The mesh could also reduce drift, which sometimes causes pesticides to travel from one farmer’s field to another’s, even state to state. Pesticides are also capable of ending up in homes. Krispa Varanasi, associate professor of mechanical engineering and co-author of the study, said this is something people want fixed, and for which a solution is being sought.

Varanasi Group, MIT
Left: Large droplets pummeling a plant. Right: Mesh reduces stress by atomising droplets before they reach the plant.

A further benefit of using meshes like this in agriculture is the protection from impact they could offer crops, especially in rainstorms. During storms rain droplets can strike plants with enough force to place stress upon the plant leading to crop damage, resulting in reduced yields.

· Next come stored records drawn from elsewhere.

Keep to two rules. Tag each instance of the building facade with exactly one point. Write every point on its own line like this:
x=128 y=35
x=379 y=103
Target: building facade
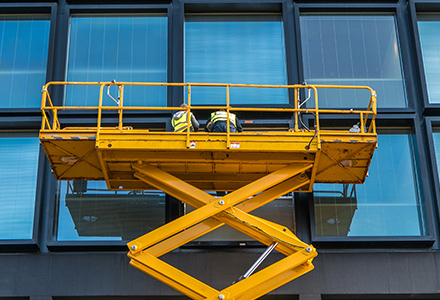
x=67 y=240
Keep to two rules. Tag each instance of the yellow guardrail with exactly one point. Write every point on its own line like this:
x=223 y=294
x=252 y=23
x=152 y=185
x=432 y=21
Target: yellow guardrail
x=366 y=117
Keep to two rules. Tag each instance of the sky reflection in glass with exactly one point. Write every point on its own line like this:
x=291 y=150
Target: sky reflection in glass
x=388 y=204
x=24 y=43
x=18 y=179
x=236 y=49
x=353 y=50
x=124 y=48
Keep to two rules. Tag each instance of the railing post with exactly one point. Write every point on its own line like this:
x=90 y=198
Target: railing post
x=121 y=101
x=188 y=117
x=318 y=136
x=228 y=138
x=296 y=105
x=98 y=128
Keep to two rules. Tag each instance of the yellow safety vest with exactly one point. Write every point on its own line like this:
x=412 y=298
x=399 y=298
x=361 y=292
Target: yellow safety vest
x=180 y=124
x=223 y=116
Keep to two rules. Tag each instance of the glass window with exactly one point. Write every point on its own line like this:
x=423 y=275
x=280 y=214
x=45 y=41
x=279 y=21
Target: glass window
x=436 y=138
x=429 y=33
x=24 y=42
x=18 y=181
x=246 y=49
x=122 y=48
x=279 y=211
x=353 y=50
x=388 y=204
x=88 y=211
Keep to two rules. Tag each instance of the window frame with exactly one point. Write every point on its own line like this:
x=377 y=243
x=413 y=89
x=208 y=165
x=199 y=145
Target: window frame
x=28 y=120
x=416 y=8
x=422 y=189
x=364 y=8
x=40 y=9
x=76 y=119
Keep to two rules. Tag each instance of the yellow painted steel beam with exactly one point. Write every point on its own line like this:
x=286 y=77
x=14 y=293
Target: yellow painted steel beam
x=211 y=224
x=197 y=198
x=144 y=250
x=271 y=277
x=173 y=277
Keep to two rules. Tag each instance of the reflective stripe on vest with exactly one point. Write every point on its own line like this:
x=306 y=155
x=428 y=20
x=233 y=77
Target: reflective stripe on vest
x=180 y=124
x=222 y=116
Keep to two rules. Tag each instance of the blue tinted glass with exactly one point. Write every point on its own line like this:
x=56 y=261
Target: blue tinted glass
x=88 y=211
x=124 y=48
x=235 y=49
x=24 y=43
x=18 y=177
x=436 y=137
x=429 y=33
x=388 y=204
x=353 y=50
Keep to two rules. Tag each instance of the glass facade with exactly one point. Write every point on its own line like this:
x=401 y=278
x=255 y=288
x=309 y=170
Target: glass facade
x=280 y=211
x=244 y=49
x=429 y=32
x=88 y=211
x=24 y=42
x=127 y=48
x=353 y=50
x=388 y=204
x=334 y=48
x=18 y=183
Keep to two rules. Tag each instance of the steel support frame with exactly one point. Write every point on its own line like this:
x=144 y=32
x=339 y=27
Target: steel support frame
x=211 y=213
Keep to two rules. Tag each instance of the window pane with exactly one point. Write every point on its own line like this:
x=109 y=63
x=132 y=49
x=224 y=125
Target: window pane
x=88 y=211
x=236 y=49
x=436 y=138
x=24 y=43
x=353 y=50
x=388 y=204
x=18 y=179
x=429 y=32
x=279 y=211
x=124 y=48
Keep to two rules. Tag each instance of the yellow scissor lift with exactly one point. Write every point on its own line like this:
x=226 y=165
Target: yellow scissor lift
x=255 y=167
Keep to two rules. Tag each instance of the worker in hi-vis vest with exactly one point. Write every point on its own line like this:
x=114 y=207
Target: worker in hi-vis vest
x=180 y=119
x=217 y=122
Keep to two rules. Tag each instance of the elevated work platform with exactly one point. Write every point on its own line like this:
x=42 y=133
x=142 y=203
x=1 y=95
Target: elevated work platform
x=255 y=167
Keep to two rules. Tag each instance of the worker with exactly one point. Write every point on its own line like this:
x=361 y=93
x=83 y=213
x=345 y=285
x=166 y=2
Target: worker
x=180 y=119
x=217 y=122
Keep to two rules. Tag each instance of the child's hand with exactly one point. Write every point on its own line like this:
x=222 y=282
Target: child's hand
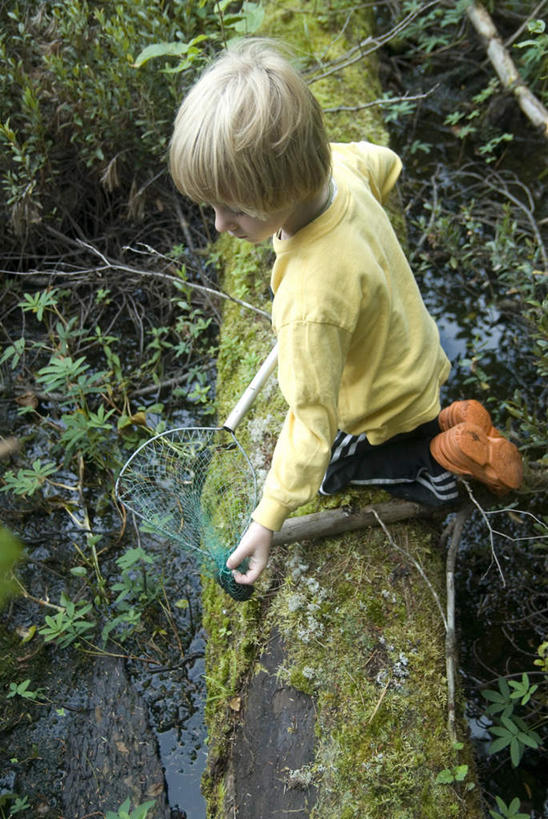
x=255 y=545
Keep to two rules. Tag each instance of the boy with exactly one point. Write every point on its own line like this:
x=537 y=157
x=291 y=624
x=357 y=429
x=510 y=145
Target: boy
x=360 y=361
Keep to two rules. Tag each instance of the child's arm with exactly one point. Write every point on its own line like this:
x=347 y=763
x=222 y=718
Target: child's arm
x=255 y=545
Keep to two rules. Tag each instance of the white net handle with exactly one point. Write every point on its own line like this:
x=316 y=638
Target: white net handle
x=252 y=391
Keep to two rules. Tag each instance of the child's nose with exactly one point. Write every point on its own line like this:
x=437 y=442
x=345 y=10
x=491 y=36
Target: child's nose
x=224 y=220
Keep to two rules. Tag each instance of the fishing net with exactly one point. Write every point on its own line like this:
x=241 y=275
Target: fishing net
x=196 y=486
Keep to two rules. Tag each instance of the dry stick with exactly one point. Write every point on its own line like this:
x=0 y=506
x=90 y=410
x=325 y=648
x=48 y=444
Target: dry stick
x=336 y=521
x=386 y=101
x=503 y=64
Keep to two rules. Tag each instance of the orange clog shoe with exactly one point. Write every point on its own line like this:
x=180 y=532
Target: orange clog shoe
x=471 y=412
x=466 y=449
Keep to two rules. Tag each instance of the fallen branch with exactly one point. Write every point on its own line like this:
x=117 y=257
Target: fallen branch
x=503 y=64
x=336 y=521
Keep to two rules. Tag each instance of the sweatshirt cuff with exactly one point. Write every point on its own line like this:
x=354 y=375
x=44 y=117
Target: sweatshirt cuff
x=270 y=514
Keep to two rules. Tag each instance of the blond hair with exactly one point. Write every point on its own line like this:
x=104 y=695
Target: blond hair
x=250 y=134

For agriculture these meshes could be deployed and supported by plant stalks or supported on framework, and then farmers would be able to use conventional sprayers that produce larger droplets which stay on course even in breezy conditions.

Farmers already use fabric meshes to protect certain types of crop from birds and insects, so the process is already familiar and widely used.

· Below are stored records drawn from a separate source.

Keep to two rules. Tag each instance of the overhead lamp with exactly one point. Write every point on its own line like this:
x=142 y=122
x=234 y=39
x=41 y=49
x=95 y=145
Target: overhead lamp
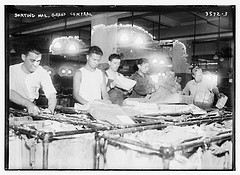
x=154 y=61
x=124 y=38
x=215 y=57
x=63 y=71
x=66 y=46
x=69 y=71
x=139 y=41
x=12 y=51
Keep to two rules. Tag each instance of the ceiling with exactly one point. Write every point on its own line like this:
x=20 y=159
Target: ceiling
x=163 y=22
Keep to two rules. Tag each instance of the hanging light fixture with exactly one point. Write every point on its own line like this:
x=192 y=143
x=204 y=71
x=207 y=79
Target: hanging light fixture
x=66 y=45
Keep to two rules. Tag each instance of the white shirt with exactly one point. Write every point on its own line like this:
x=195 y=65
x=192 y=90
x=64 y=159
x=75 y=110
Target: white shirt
x=90 y=87
x=201 y=91
x=28 y=84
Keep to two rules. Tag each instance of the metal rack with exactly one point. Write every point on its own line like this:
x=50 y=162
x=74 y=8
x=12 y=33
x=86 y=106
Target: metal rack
x=104 y=130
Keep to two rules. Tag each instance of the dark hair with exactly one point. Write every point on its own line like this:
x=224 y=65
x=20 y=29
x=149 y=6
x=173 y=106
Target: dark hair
x=141 y=61
x=195 y=69
x=94 y=49
x=114 y=56
x=32 y=47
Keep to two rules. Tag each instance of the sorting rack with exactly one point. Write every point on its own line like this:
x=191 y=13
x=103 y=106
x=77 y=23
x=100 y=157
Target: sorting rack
x=166 y=153
x=103 y=130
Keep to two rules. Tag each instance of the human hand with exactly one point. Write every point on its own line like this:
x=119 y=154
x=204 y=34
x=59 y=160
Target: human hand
x=215 y=150
x=129 y=91
x=148 y=96
x=47 y=111
x=33 y=109
x=220 y=95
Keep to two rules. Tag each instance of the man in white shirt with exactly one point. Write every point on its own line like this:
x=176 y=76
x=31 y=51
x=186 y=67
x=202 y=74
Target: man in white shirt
x=201 y=90
x=27 y=78
x=89 y=82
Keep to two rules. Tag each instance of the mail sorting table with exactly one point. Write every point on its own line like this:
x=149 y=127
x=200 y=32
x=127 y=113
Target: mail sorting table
x=189 y=146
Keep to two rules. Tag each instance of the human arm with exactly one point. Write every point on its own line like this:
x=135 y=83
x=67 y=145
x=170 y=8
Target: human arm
x=52 y=101
x=216 y=91
x=77 y=78
x=104 y=93
x=20 y=100
x=186 y=90
x=142 y=86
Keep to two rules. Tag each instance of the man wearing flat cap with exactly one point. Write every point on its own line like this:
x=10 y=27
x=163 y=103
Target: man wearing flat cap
x=201 y=89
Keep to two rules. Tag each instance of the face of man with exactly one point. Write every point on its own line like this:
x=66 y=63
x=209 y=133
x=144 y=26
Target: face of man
x=198 y=76
x=179 y=79
x=114 y=64
x=93 y=60
x=31 y=61
x=144 y=67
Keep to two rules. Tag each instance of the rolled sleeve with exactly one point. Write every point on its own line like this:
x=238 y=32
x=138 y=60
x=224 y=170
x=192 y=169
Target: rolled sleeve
x=47 y=85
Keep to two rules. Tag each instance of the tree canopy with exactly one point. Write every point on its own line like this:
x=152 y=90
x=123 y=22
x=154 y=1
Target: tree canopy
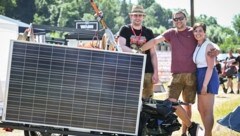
x=64 y=13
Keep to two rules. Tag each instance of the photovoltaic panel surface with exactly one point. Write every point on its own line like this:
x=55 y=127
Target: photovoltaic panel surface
x=74 y=88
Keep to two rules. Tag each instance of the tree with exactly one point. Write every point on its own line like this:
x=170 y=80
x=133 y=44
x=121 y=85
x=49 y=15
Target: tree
x=6 y=6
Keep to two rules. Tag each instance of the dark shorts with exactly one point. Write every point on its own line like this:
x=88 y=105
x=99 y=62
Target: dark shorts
x=184 y=83
x=213 y=84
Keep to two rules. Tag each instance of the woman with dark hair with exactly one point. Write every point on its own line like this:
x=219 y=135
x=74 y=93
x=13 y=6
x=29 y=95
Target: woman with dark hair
x=207 y=77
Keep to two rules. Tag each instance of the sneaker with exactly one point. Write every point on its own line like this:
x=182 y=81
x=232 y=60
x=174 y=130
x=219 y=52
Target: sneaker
x=193 y=130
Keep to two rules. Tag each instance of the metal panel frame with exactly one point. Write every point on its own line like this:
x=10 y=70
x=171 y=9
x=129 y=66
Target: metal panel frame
x=79 y=129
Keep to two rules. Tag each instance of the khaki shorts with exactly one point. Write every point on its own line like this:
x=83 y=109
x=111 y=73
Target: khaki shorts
x=184 y=83
x=147 y=86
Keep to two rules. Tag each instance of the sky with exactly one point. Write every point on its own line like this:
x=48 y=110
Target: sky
x=222 y=10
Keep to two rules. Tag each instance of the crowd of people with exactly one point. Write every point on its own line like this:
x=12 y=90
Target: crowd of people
x=195 y=69
x=192 y=67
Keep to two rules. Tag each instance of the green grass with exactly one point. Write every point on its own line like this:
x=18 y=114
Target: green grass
x=224 y=104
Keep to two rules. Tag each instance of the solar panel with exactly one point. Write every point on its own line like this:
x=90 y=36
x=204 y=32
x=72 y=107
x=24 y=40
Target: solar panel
x=74 y=88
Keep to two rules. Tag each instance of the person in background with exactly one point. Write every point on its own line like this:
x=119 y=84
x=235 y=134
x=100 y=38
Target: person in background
x=229 y=64
x=182 y=44
x=238 y=72
x=220 y=75
x=207 y=77
x=131 y=37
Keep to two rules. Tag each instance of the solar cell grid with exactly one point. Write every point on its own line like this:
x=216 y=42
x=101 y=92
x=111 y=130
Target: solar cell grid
x=70 y=87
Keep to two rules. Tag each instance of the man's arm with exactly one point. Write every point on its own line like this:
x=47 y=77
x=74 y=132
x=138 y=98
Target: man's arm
x=122 y=43
x=150 y=44
x=214 y=51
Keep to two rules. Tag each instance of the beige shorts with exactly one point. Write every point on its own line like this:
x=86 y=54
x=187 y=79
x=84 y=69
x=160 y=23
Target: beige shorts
x=184 y=83
x=147 y=86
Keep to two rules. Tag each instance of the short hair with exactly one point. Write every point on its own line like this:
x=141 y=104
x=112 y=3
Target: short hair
x=180 y=12
x=200 y=24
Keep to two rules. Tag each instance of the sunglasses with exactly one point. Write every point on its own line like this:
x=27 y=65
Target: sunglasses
x=178 y=19
x=138 y=15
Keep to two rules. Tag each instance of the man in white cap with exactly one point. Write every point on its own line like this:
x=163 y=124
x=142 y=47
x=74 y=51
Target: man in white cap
x=131 y=38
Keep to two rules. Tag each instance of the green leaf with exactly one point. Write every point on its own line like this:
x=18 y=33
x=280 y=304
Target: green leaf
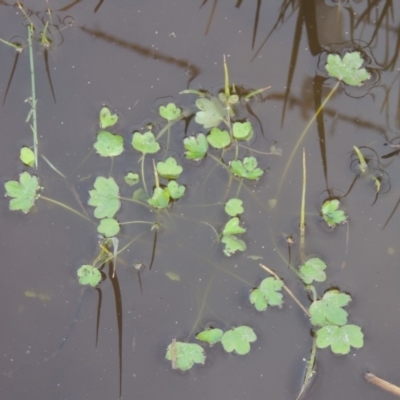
x=27 y=156
x=267 y=294
x=219 y=139
x=232 y=227
x=196 y=147
x=131 y=178
x=347 y=69
x=211 y=336
x=211 y=112
x=176 y=191
x=160 y=198
x=145 y=143
x=169 y=112
x=105 y=197
x=328 y=310
x=234 y=207
x=331 y=214
x=242 y=130
x=238 y=340
x=106 y=119
x=186 y=354
x=340 y=338
x=89 y=275
x=246 y=169
x=232 y=244
x=109 y=227
x=313 y=270
x=169 y=169
x=108 y=144
x=24 y=192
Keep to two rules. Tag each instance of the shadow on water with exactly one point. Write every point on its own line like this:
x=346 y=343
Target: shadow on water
x=188 y=284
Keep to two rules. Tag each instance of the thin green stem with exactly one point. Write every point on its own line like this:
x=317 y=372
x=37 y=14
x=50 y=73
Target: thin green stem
x=303 y=134
x=66 y=207
x=303 y=210
x=33 y=99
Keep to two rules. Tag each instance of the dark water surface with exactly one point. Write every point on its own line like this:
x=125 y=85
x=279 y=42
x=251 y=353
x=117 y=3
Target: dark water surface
x=134 y=56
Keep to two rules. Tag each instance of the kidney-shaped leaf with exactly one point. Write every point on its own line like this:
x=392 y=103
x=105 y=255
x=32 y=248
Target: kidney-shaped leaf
x=105 y=197
x=238 y=340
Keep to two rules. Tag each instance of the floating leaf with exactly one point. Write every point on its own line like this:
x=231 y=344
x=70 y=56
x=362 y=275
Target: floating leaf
x=27 y=156
x=267 y=294
x=169 y=169
x=108 y=144
x=232 y=244
x=242 y=130
x=105 y=197
x=211 y=112
x=328 y=310
x=24 y=192
x=106 y=118
x=145 y=143
x=234 y=207
x=331 y=214
x=176 y=191
x=246 y=169
x=313 y=270
x=196 y=147
x=232 y=227
x=219 y=139
x=89 y=275
x=160 y=198
x=340 y=338
x=211 y=336
x=170 y=111
x=185 y=355
x=109 y=227
x=131 y=178
x=347 y=69
x=238 y=340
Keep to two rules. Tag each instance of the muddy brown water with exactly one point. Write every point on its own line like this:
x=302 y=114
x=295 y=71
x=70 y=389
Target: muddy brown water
x=133 y=57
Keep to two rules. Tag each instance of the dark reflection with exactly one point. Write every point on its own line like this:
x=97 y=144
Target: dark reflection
x=145 y=51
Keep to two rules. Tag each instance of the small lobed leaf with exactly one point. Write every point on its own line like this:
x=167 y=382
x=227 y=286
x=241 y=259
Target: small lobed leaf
x=238 y=340
x=234 y=207
x=347 y=69
x=328 y=310
x=242 y=130
x=219 y=139
x=170 y=111
x=145 y=143
x=267 y=294
x=246 y=168
x=27 y=156
x=185 y=355
x=108 y=227
x=313 y=270
x=169 y=169
x=232 y=227
x=232 y=244
x=211 y=336
x=106 y=118
x=160 y=198
x=211 y=112
x=89 y=275
x=131 y=178
x=340 y=338
x=175 y=190
x=105 y=197
x=108 y=144
x=196 y=147
x=24 y=192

Other potential applications

The principle also has potential to be used in a variety of applications, such as cooling towers and multi-effect desalination.

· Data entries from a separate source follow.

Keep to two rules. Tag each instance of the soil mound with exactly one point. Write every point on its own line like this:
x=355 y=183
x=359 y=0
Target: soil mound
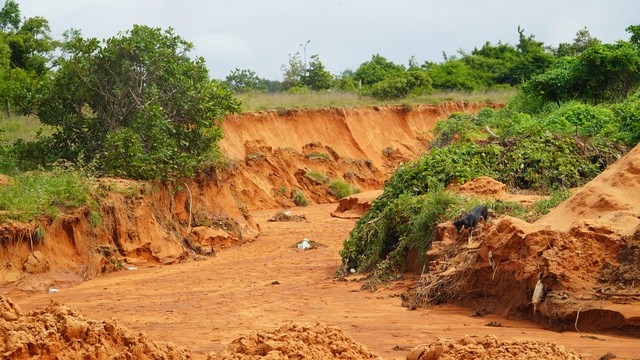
x=60 y=332
x=484 y=185
x=296 y=341
x=272 y=151
x=490 y=347
x=582 y=255
x=613 y=197
x=353 y=207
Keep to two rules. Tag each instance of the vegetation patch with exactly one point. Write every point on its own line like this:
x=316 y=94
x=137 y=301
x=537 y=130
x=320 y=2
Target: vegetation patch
x=341 y=189
x=35 y=193
x=299 y=198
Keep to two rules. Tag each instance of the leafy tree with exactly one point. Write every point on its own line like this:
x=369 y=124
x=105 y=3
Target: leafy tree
x=453 y=75
x=602 y=73
x=135 y=105
x=317 y=78
x=10 y=16
x=413 y=81
x=581 y=42
x=32 y=45
x=534 y=59
x=634 y=30
x=294 y=72
x=376 y=70
x=244 y=80
x=25 y=48
x=346 y=82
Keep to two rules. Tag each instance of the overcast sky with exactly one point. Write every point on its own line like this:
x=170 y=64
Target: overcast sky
x=260 y=34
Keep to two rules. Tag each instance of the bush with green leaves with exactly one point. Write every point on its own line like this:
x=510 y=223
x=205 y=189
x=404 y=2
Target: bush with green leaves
x=393 y=226
x=136 y=105
x=299 y=198
x=35 y=193
x=540 y=152
x=341 y=189
x=601 y=73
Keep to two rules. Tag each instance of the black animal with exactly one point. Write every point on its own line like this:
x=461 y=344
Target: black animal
x=471 y=220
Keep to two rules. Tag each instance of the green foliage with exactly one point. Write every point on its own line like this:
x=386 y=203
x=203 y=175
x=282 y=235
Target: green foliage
x=319 y=177
x=136 y=106
x=36 y=193
x=454 y=75
x=293 y=73
x=318 y=155
x=628 y=113
x=95 y=218
x=341 y=189
x=10 y=16
x=550 y=151
x=377 y=70
x=581 y=42
x=245 y=80
x=317 y=78
x=299 y=199
x=601 y=73
x=415 y=81
x=395 y=225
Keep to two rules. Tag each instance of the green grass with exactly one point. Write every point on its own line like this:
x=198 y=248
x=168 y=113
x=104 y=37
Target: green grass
x=256 y=101
x=21 y=127
x=32 y=194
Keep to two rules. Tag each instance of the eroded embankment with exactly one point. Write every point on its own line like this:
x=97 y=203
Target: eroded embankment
x=362 y=146
x=584 y=255
x=273 y=159
x=138 y=223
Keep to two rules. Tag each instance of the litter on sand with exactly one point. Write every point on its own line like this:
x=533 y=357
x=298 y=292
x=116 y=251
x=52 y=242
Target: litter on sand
x=304 y=244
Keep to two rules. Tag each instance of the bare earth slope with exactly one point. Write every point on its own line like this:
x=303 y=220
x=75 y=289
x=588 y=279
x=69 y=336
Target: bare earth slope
x=361 y=146
x=260 y=286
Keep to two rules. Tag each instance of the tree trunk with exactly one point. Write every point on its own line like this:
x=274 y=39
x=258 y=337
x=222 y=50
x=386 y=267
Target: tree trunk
x=8 y=107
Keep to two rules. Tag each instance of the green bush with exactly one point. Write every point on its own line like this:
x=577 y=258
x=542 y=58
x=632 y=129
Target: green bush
x=341 y=189
x=299 y=199
x=135 y=105
x=538 y=151
x=397 y=225
x=321 y=178
x=37 y=193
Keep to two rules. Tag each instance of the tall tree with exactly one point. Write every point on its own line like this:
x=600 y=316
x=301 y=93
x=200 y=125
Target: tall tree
x=293 y=72
x=317 y=77
x=136 y=105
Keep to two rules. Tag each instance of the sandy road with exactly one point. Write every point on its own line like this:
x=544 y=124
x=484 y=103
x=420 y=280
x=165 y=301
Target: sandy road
x=203 y=305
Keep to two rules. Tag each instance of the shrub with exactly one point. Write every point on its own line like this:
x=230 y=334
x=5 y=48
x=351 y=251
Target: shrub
x=321 y=178
x=148 y=111
x=341 y=189
x=39 y=193
x=299 y=199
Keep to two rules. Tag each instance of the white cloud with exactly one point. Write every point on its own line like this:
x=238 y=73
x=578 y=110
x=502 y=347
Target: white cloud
x=260 y=34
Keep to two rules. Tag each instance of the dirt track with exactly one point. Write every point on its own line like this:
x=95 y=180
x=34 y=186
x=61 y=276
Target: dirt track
x=204 y=305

In the example of cooling towers, such as those used for electric power plants, and many industrial or chemical plants, mesh could be placed below spray heads to create finer droplets. Cooling efficiency is related to droplet surface area, and so finer droplets would evaporate faster and provide better cooling. Henri-Lois Girard, a graduate student, said that cooling efficiency is three orders of magnitude greater with the finer drops.

In recent work, Varanasi and his team found a way to recover a large amount of the water lost from cooling towers by evaporation, by using a different kind of mesh over the top of cooling towers. The new findings combined with the old therefore have the potential to improve power plant efficiency at input and output stages.

Girard also mentioned the benefits of using this method during the application of coatings. For applying paint, and other types of coating, finer droplets are better at covering and adhering to surfaces. Mesh could be employed to improve the quality and durability of coatings.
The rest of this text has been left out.